Ils sont encore peu visibles dans notre quotidien, mais leur impact se fait déjà sentir à l’échelle mondiale. Les stablecoins, ces actifs numériques adossés aux monnaies traditionnelles, s’immiscent discrètement mais sûrement dans l’univers des paiements.
Portés par leur promesse d’instantanéité, de faible coût et de transparence, ils attirent l’attention des entreprises, des institutions et, surtout, des géants historiques du paiement. Ces derniers, conscients de l’enjeu, rivalisent d’initiatives pour se positionner dans ce nouvel écosystème.
En 2020, les stablecoins représentaient à peine 10 milliards de dollars en circulation. Aujourd’hui, leur capitalisation dépasse les 200 milliards de dollars, un record historique.

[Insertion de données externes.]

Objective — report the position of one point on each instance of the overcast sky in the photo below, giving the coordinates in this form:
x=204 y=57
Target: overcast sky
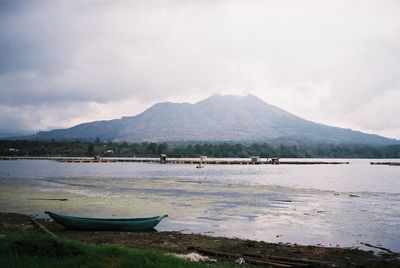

À titre de comparaison, le volume des transactions en stablecoins sur la blockchain Ethereum a atteint 4800 milliards de dollars au premier semestre 2024, surpassant même les volumes annuels de PayPal. Cette montée en puissance s’explique en partie par leur capacité à offrir la stabilité des monnaies traditionnelles avec les avantages de la blockchain.
“Aujourd’hui, plus de la moitié des volumes de transactions que nous traitons proviennent des stablecoins”, explique Varun Paul, directeur de l’infrastructure des marchés financiers chez Fireblocks, une entreprise spécialisée dans les wallets institutionnels.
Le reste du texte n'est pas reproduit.